Because of high resistance worldwide, WHO (World Health Organization) recommends multidrug therapy: paucibacillary patients receive 600 mg rifampin monthly, supervised, and 100 mg dapsone daily, unsupervised, for 6 months, at which time therapy is discontinued [2]. In 1997 the 7th WHO Expert Committee on Leprosy recommended that single-lesion paucibacillary leprosy could be treated with a single dose of therapy consisting of 600 mg rifampin, 400 mg ofloxacin, and 100 mg minocycline [2, 7]. Multibacillary cases are treated with 600 mg rifampicin and 300 mg clofazimine monthly, supervised, and 100 mg dapsone and 50 mg clofazimine daily, unsupervised, for 12 months according to the 7th Expert committee [2, 7]. In most cases treated in the United States, these WHO guidelines are often supplemented with either longer treatment times or daily, instead of weekly, doses of rifampin. It is generally accepted that treatment should be individualized as long as WHO guidelines are fulfilled.

The current standard United States regimen for paucibacillary leprosy is dapsone 100 mg daily plus rifampin 600 mg for 6 months, followed by dapsone monotherapy for 3 years (indeterminate and TT) or 5 years (BT). For multibacillary leprosy the current standard United States regimen is dapsone 100 mg daily plus rifampin 600 mg daily for 3 years, followed by dapsone monotherapy for 10 years (BB) or life (BL or LL).

Complications of leprosy include severe neuritic pain, contractures and crippling of the hands and feet, neuropathic plantar ulcers, secondary infections, saddlenose deformity and nasal obstruction, infertility, and blindness [4].

References

1. Rea TH, Modlin RL. Leprosy. In: Freedberg IM, Eisen AZ, Wolff K, et al. eds. Fitzpatrick's Dermatology in General Medicine. 5th edition. New York: McGraw-Hill; 1999: 2306-18.

2. Jacobson RR, Krahenbuhl JL. Leprosy. Lancet 1999; 353: 655-60.

3. Golitz LE. Leprosy (Hansen's disease). In: Fitzpatrick JE, Aeling JL, eds. Dermatology secrets. Philadelphia, Hanley & Belphus, Inc; 1996 : 188-94

4. Miller RA. Leprosy (Hansen's Disease). In: Fauci, et al. Harrison's principles of internal medicine. 14th edition. New York: McGraw-Hill, 1998: 1014-9.

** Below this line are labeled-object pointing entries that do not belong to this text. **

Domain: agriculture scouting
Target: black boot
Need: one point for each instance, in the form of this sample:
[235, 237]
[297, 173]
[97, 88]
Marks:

5. Dharmendra. Classifications of leprosy. In: Hastings RC, Opromolla DVA, eds. Leprosy. 2nd edition. New York: Churchill Livingstone, 1994: 179-90.

6. Pfaltzgraff RE, Ramu G. Clinical leprosy. In: Hastings RC, Opromolla DVA, eds. Leprosy. 2nd edition. New York: Churchill Livingstone, 1994: 237-87.

7. Single-lesion Multicentre Trial Group. Efficacy of a single dose multidrug therapy for treatment of single-lesion paucibacillary leprosy. Indian J Lepr 1997; 69: 121-9.

Acknowledgements

We thank Drs. Terry Williams and Norman May for providing the patient.